A deterministic mock model that implements LanguageModelV3. Use it as a drop-in replacement for real LLM providers in tests. Zero cost, zero latency, no network calls.

class TestModel implements LanguageModelV3 {
constructor(opts?: TestModelOptions)
reset(): void
}
OptionTypeDefaultDescription
responsesModelResponse[]undefinedOrdered list of responses. Each model call gets the next response.
defaultTextstring"test response"Default text when no responses configured or after responses exhausted (with auto-tool).

No config (auto-tool mode): On the first call, automatically calls all available tools with minimal valid arguments. On subsequent calls, returns "test response".

const agent = new Agent({
name: "test",
model: new TestModel(),
instructions: "test",
defaults: false,
})

Pre-configured responses: Returns responses in order. Throws when exhausted.

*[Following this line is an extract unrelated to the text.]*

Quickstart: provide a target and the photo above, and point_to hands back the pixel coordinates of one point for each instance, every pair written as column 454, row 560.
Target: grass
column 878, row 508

const model = new TestModel({
responses: [
{
toolCalls: [{ toolCallId: "tc-1", toolName: "search", args: { query: "cats" } }],
usage: { inputTokens: 100, outputTokens: 50 },
finishReason: "tool-calls",
},
{
text: "Here are results about cats.",
usage: { inputTokens: 200, outputTokens: 80 },
finishReason: "stop",
},
],
})

Default text: Always returns the specified text with no tool calls.

const model = new TestModel({ defaultText: "Hello from test!" })

Call model.reset() between tests to reset the call index:

const model = new TestModel({ defaultText: "Hi" })
afterEach(() => model.reset())

A callback-based mock model for complex test scenarios. Implements LanguageModelV3. Every model call is delegated to a user-supplied function.

class FunctionModel implements LanguageModelV3 {
constructor(handler: FunctionModelHandler)
reset(): void
}

The handler type:

type FunctionModelHandler = (
messages: Message[],
info: { tools: FunctionModelToolDef[]; callIndex: number },
) => ModelResponse | Promise<ModelResponse>

Where FunctionModelToolDef is { name: string; description?: string; parameters: unknown }.

const model = new FunctionModel((messages, { tools, callIndex }) => {
if (callIndex === 0) {
return {
toolCalls: [{ toolCallId: "tc-1", toolName: "search", args: { query: "cats" } }],
usage: { inputTokens: 100, outputTokens: 50 },
finishReason: "tool-calls",
}
}
return {
text: "Done!",
usage: { inputTokens: 200, outputTokens: 80 },
finishReason: "stop",
}
})

The handler receives:

  • messages — conversation history as Message[]
  • info.tools — available tool definitions ({ name, description, parameters })
  • info.callIndex — which call this is (0-based)

Use model.reset() to reset the call index between tests.

A declarative test helper that runs an agent and checks assertions against the result. Supports single-turn and multi-turn testing.

async function testAgent(agent: Agent, opts: TestOptions): Promise<TestResult>
import { testAgent } from "agent-express/test"
// Agent must have observe.tools() for toolsCalled
// and guard.budget() for costUnder assertions
const result = await testAgent(agent, {
input: "What is 2 + 2?",
expect: {
outputContains: "4",
toolsCalled: ["calculator"], // requires observe.tools()
costUnder: 0.01, // requires guard.budget()
},
})
expect(result.passed).toBe(true)

Pass an array of strings. Each string becomes one turn in a session:

const result = await testAgent(agent, {
input: ["Hello, my name is Alice", "What is my name?"],
expect: {
outputContains: "Alice",
},
})
AssertionTypeDescription
toolsCalledstring[]Tool names that should have been called (requires observe.tools())
outputContainsstringSubstring that should appear in the text
outputMatchesRegExpRegex the text should match
costUndernumberMaximum acceptable cost in USD (requires guard.budget())
interface TestResult {
passed: boolean // Whether all assertions passed
failures: string[] // Failure descriptions (empty if passed)
run: RunResult // Full RunResult from the last turn
}

A multi-turn session test helper that returns per-turn results and final session state. No built-in assertions — use with your test framework’s assertions.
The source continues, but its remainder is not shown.